| |
Cuchilla del Fuego es conocido también como Queguay Chico por su cercanía a uno de los ramales del río de nombre homónimo. La población se encuentra ubicada a unos cuarenta kilómetros al noreste de Piñera y a 57 de Guichón. La zona – de basalto superficial – siempre se caracterizó por la explotación de ganado vacuno y ovino con grandes establecimientos. En el lugar, el viento sopla con una fuerza que a sus habitantes solo les trae malos recuerdos. Pues en enero de 1998 un tornado destrozó literalmente las edificaciones, llevándose consigo una vida humana. Dos años más tarde – el 8 de diciembre de 2000 – los vecinos inauguraban un nuevo poblado, producto de la construcción de un Mevir, que en cierto modo devolvía las esperanzas a las familias del lugar que lo habían perdido todo.
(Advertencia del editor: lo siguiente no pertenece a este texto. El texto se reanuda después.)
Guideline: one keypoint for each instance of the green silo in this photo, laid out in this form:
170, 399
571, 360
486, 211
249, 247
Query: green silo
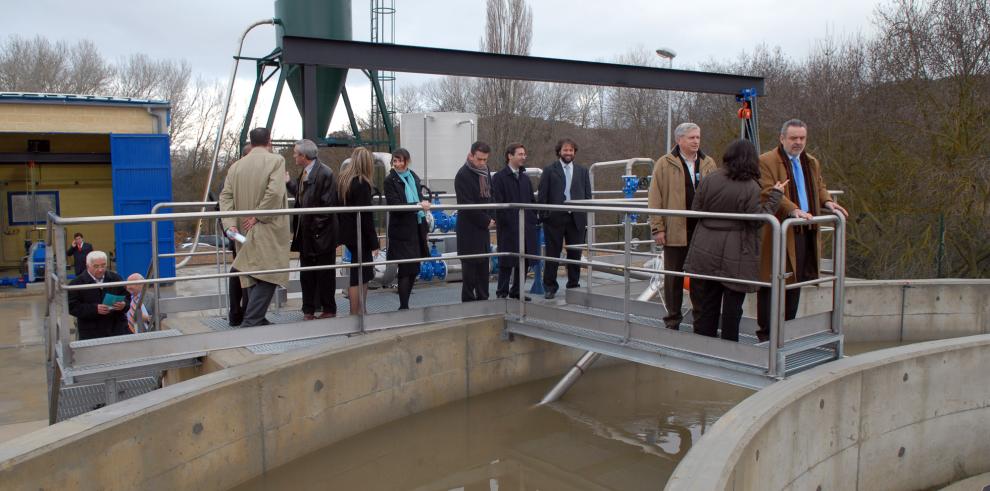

Ese acontecimiento fue gracias a los terrenos donados por Washington José Pesce y Olga E. Acosta, quienes ayudaron a concretar el sueño de una vivienda propia. Los años han pasado, pero las cosas no cambiaron demasiado. De las doce soluciones habitacionales, solo seis se encuentran ocupadas. El resto de la gente se fue a otros lugares en procura de nuevos horizontes y de mejores oportunidades. Observar las polvorientas calles internas y escuchar el zumbido del viento solo es comparable a un pueblo del lejano oeste norteamericano. Allí, en la escuela 81, un par de maestras se las ingenian para formar a un grupo de niños que no llegan a ser treinta. El establecimiento funciona como internado y permite a los padres – que deben trabajar muchas horas al día – dejar durante la semana a sus hijos en un lugar seguro donde no solo aprenden a leer y escribir.
Una bomba de agua administrada por un funcionario de Ose, una central telefónica de la estatal Antel y el destacamento de la 9na sección policial completan los servicios con los que cuenta el pueblo. Un par de paneles solares revelan rápidamente que el servicio de energía eléctrica de UTE aun no ha llegado. A unos cuatrocientos metros de la escuela – en el acceso sur – se observan las ruinas de lo que en su tiempo fue el destacamento policial. Una fuerte edificación que según afirman los pobladores de Cuchilla “su estado no fue producto de la tormenta de 1998, sino que, no se sabe porque motivo fue desmantelada”. Hoy solo algunas de sus principales paredes se mantienen en pie. Mientras un cementerio de piedras completa la serie de construcciones antiguas que todavía se conservan, aunque algo abandonada.